= Rubén Gallo =

American academic

Rubén Gallo is the Walter S. Carpenter Jr. Professor in Language, Literature, and Civilization of Spain at Princeton University, specializing in modern and contemporary Spanish America. He also serves as Professor of Spanish and Portuguese Languages and Cultures, and has directed Princeton's program in Latin American Studies since 2008. He holds a B.A. in English from Yale University and a Ph.D. in comparative literature from Columbia University.

At Princeton, he has organized conferences on "Radio and the Avant-Garde" (2003) and "Stadiums: Athletics, and Aesthetics" (2004), and "Freud and 20th Century Culture" (2010).

In the winter semester of 2009–2010, Gallo was the Fulbright–Freud Visiting Lecturer in Psychoanalysis at the Sigmund Freud Museum in Vienna, Austria, and he presented the seminar "Freud at Large: The Cultural Reception of Psychoanalysis in Latin America and Beyond" in the Institute for History at the University of Vienna. He now serves on the board of directors of the Freud Museum Vienna.

He decided to write a book about Freud's relationship with Mexico and Freud's influence on Mexican poets and artists, because while there were already books about Freud in Russia, France, and Argentina, there was none about Mexico.
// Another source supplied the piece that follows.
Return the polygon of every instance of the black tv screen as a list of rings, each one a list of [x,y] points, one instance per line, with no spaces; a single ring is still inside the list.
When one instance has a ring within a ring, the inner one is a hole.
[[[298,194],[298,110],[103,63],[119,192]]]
He first became acquainted with Freud through a seminar of Julia Kristeva.

Gallo's Princeton faculty page states that "he teaches courses on Freud, the avant-garde, and other aspects of twentieth-century culture".

Gallo was elected as a member of the American Academy of Arts and Sciences in 2020.

Gallo is a member of the editorial advisory board for the EXPeditions website.
==Books==

- New Tendencies in Mexican Art, Palgrave Macmillan, August 2004, ISBN 9781403961013.
- The Mexico City Reader (editor), University of Wisconsin Press, 2004, ISBN 9788475067148.
  - Spanish-language edition: México DF: Lecturas para paseantes, Editorial Oceano De Mexico, 2005, ISBN 9788475067148.
  - French edition (transl. Svetlana Doubin): Mexico : Chroniques Littéraires D'une Mégalopole Baroque, Éditions Autrement, 2007, ISBN 9782746710061.
  - Reviewed by Diane E. Davis and by Judith Adler Hellman.
- Mexican Modernity, MIT Press, December 2005, ISBN 9780262514965.
  - Katherine Singer Kovács Prize (Modern Language Association), 2005.
  - Reviewed by Susanne Einegel and by David William Foster.
- Heterodoxos mexicanos: una antología dialogada, México, D.F.: Fondo de Cultura Económica, December 2006, ISBN 9681681096.
- Las artes de la ciudad: Ensayos Sobre la Cultural Visual de la Capital, Fondo de Cultura Económica, August 2010, ISBN 9786071602473.
- Freud’s Mexico: Into the Wilds of Psychoanalysis, MIT Press, October 2010, ISBN 9780262014427.
  - Gradiva award (National Association for the Advancement of Psychoanalysis), 2011.
  - Reviewed by Samuel Steinberg, Emily Hind, and Mark Stafford.
- Proust's Latin Americans, Johns Hopkins University Press, June 2014, ISBN 9781421413457.